Since business as usual, what we term "Plan A", isn't working, we need a Plan B. The Earth Policy Institute has developed a plan for the world to cut net carbon dioxide emissions 80 percent from 2006 levels by 2020. This could prevent atmospheric concentrations of carbon dioxide, now at 387 parts per million (ppm), from exceeding 400 ppm. This sets the stage for making reductions to bring us back down to 350 ppm, the level that a growing number of scientists, like NASA's James Hansen and IPCC head Rajendra Pachauri, have stated is needed. The steps to reach 80 per cent reductions by 2020 are laid out in detail here, but in general they involve:
- dramatically increasing energy efficiency (changing to more-efficient lighting alone would allow us to close more than 700 of the world's 2,600-some coal fired power plants);
- ramping up development of renewable energy (sending coal, now the source of 40 per cent of the world's power generation, out the door, and replacing it with clean, widely-distributed, and abundant wind);
- ending net deforestation and implementing a major tree-planting and soil-stabilization campaign worldwide.
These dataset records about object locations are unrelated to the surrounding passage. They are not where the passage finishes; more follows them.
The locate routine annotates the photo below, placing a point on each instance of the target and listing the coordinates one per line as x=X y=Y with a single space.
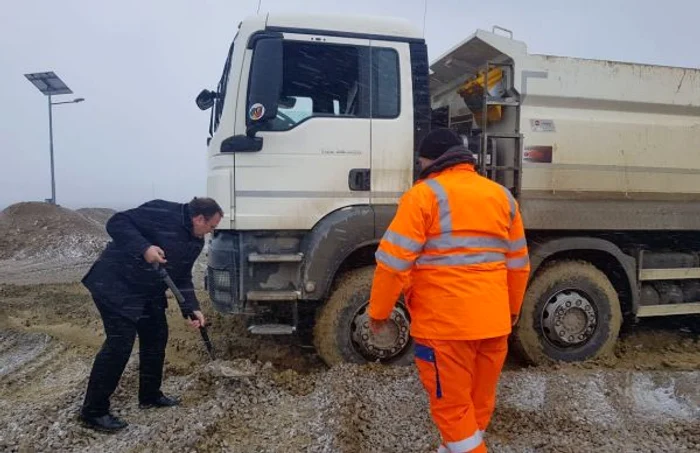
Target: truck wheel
x=570 y=313
x=341 y=331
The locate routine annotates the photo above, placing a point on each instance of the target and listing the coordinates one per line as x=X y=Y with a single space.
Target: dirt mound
x=41 y=230
x=97 y=215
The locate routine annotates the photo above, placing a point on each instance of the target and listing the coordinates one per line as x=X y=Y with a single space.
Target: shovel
x=181 y=300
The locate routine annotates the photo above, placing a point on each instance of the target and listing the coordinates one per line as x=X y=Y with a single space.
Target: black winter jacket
x=123 y=281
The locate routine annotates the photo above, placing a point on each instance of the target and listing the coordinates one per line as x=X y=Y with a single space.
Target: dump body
x=606 y=145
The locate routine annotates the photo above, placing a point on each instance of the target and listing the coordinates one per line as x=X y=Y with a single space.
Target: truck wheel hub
x=389 y=343
x=569 y=318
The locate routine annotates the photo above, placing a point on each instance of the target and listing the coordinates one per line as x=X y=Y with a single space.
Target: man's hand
x=154 y=254
x=197 y=323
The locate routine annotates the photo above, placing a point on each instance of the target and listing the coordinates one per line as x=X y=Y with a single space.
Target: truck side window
x=322 y=80
x=385 y=83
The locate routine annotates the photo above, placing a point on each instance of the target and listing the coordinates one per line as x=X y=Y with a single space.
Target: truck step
x=505 y=102
x=272 y=329
x=670 y=274
x=502 y=135
x=688 y=308
x=273 y=295
x=275 y=258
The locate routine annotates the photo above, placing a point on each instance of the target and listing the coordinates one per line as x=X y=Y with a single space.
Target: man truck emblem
x=256 y=111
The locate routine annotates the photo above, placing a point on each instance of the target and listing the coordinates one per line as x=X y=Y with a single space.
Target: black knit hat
x=437 y=142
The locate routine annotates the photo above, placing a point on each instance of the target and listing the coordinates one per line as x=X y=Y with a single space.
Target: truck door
x=392 y=127
x=315 y=156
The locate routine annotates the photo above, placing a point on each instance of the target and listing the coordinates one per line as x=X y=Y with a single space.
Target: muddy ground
x=275 y=395
x=271 y=395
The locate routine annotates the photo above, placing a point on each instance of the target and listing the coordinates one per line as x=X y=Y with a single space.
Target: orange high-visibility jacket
x=457 y=250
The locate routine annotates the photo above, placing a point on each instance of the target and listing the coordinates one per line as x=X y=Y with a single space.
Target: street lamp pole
x=50 y=84
x=53 y=180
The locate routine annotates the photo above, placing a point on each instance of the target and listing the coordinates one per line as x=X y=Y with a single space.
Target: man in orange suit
x=457 y=250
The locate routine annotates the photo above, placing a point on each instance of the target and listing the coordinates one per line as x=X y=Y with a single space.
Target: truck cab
x=314 y=129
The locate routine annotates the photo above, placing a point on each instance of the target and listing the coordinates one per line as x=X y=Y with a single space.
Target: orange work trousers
x=461 y=377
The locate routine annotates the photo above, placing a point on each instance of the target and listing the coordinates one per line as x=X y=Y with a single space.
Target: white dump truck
x=314 y=129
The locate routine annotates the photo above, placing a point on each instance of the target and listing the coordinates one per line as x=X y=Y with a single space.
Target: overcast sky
x=140 y=64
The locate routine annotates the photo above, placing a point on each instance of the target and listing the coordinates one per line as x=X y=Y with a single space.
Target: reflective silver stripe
x=517 y=263
x=392 y=261
x=402 y=241
x=468 y=444
x=443 y=205
x=511 y=201
x=461 y=259
x=517 y=245
x=447 y=241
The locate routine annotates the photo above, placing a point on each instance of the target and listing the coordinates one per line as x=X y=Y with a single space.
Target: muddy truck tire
x=571 y=313
x=341 y=331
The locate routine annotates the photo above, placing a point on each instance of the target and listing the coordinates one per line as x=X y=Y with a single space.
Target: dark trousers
x=152 y=329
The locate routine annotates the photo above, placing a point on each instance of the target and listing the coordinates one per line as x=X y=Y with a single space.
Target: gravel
x=269 y=395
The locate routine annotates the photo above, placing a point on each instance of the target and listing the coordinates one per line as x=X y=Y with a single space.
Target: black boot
x=107 y=423
x=159 y=401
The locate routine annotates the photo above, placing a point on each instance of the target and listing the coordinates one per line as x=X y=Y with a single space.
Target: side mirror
x=265 y=83
x=205 y=99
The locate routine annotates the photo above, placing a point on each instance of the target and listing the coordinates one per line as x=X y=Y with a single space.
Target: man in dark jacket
x=130 y=296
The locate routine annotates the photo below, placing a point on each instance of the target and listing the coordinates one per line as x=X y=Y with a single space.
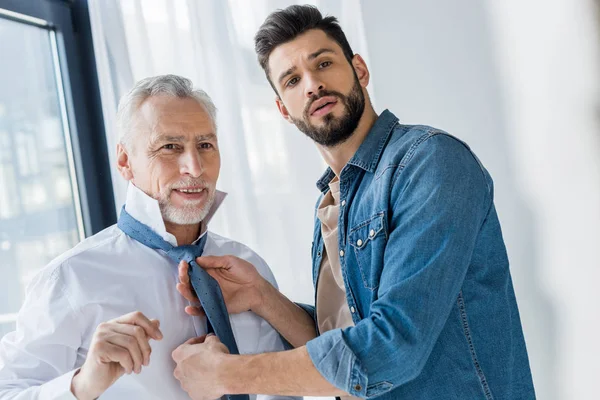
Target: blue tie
x=207 y=289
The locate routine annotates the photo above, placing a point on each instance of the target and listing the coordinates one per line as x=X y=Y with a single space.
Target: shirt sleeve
x=439 y=201
x=37 y=360
x=270 y=340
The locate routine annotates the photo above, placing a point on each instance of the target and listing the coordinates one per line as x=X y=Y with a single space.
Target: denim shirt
x=426 y=275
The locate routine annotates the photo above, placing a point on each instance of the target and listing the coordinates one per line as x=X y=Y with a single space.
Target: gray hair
x=170 y=85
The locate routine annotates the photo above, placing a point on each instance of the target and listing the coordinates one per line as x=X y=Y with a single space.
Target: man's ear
x=361 y=69
x=283 y=110
x=123 y=164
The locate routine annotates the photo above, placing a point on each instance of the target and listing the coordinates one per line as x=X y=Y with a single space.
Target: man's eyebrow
x=180 y=138
x=317 y=53
x=286 y=73
x=311 y=56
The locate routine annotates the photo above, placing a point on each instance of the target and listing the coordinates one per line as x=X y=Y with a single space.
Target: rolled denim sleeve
x=440 y=196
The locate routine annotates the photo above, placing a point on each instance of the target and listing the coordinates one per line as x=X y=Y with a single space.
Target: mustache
x=322 y=93
x=193 y=182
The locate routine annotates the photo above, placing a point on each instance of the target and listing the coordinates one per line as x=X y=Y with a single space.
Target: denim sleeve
x=440 y=197
x=310 y=310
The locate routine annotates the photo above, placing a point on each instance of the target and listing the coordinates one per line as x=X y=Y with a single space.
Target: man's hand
x=199 y=362
x=240 y=283
x=118 y=346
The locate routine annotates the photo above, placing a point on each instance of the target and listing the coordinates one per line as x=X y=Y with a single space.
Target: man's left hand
x=199 y=367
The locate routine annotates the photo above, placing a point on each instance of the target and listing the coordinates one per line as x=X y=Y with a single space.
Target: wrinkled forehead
x=174 y=117
x=303 y=48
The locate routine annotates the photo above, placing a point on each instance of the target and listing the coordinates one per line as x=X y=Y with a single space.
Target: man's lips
x=323 y=102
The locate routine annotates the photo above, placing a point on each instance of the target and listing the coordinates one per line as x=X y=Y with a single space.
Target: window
x=51 y=188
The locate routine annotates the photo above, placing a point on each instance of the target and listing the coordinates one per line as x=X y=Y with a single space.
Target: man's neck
x=184 y=234
x=338 y=156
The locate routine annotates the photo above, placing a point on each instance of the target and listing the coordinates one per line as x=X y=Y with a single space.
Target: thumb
x=211 y=262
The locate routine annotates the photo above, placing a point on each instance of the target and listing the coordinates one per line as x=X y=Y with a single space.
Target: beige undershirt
x=331 y=304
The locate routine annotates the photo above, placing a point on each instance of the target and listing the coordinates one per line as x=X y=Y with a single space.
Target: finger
x=212 y=262
x=211 y=338
x=109 y=352
x=185 y=289
x=139 y=334
x=139 y=319
x=195 y=311
x=196 y=340
x=183 y=272
x=129 y=343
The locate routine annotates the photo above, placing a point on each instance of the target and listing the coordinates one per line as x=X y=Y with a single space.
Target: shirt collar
x=146 y=210
x=368 y=154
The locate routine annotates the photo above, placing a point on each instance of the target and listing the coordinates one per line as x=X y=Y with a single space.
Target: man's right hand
x=241 y=284
x=118 y=346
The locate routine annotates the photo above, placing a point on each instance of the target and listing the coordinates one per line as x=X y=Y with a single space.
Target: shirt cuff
x=58 y=388
x=337 y=363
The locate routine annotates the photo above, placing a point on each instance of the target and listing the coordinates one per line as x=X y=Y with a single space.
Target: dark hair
x=285 y=25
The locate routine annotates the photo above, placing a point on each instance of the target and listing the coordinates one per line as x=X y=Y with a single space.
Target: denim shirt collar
x=368 y=154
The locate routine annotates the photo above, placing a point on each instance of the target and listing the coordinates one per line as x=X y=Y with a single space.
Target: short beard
x=189 y=214
x=335 y=130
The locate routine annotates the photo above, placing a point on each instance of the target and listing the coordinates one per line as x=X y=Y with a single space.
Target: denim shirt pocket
x=368 y=240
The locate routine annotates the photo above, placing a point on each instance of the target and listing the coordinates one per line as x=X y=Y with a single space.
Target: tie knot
x=186 y=252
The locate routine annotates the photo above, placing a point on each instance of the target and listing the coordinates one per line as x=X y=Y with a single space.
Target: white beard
x=189 y=214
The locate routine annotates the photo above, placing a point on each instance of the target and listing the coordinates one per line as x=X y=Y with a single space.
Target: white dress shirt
x=104 y=277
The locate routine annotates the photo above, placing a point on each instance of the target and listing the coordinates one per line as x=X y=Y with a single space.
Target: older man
x=104 y=318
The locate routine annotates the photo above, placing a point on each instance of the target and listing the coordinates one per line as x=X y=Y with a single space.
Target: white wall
x=519 y=81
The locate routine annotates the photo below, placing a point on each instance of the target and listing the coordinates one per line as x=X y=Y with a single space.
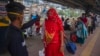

Are the Plan B goals ambitious? Certainly. Cutting net carbon emissions 80 per cent by 2020 will require a dramatic restructuring of the world's economies, with speed and urgency comparable to the entry of the United States into World War II.
The first item on the wish list would be raising the price of carbon to more closely reflect its true cost. Tax shifting, offsetting a price on carbon emissions with a reduction in income taxes, could be an economically efficient way to raise carbon's price in a predictable fashion with incentives for improving energy efficiency.
Is a strong 2020 goal reachable? Only if we get moving soon. The challenge in Copenhagen is to align the politics with what the science tells us is necessary.
Janet Larsen is Director of Research at the Earth Policy Institute and author of our Climate Overview and Factfile. She is supplying reports from Copenhagen to the National Journal magazine and to this website.